FIG. 2. The knowledge parrot takes off, and the consultant leaves with empty pockets. Source: Ian Wright Creative, Waltby, UK.
FIG. 2. The knowledge parrot takes off, and the consultant leaves with empty pockets. Source: Ian Wright Creative, Waltby, UK.

On several projects that required either two 100% or three 50% compressors, my employer realized that plot plans and layout drawings could be finalized only after the magnitude of gas pulsations and geometries of pulsation bottles were known. At issue were the acoustic pulsation forces and frequencies generated by these compressors as they operated over a range of throughputs.
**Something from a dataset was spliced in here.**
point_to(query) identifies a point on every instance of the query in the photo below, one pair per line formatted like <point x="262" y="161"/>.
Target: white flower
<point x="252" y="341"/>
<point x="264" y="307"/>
The magnitude of these forces would affect the piping design and, as we shall describe, provide solid clues regarding vendor competence.1

Our company asked each of the bidders to submit pulsation studies and dimensional outlines ahead of being notified if they, or one of their competitors, were selected as the winning bidder.

We negotiated the fees we would pay for these studies and sketches. All fees would be refunded in full to the bidders that were not awarded the job. The winning bidder was required to include the cost of this upfront work in the total cost of the compressors. A closer investigation of proposed suction drum sizes allowed us to see if these drums were dimensioned for low cost/low overall reliability, or if the vendor had dimensioned these drums for slightly higher cost and considerably higher overall effectiveness. Low-cost suction drums were frowned upon for simple reasons that deserve to be highlighted in the arbitrary example that follows.

Proposed suction drum designs indicate vendor competence

For a required gas flowrate of (1,000) (x) ft3/min, an unduly cost-conscious vendor might trick us into accepting a smallish vessel diameter of 1 ft (to use an arbitrary example). Since volumetric flowrate equals flow velocity (ft/min) multiplied by flow area (ft3), the resulting gas flow velocity would be (1,000) (x) ft/min—which is much too high for entrained liquid globules to disengage from the gas stream.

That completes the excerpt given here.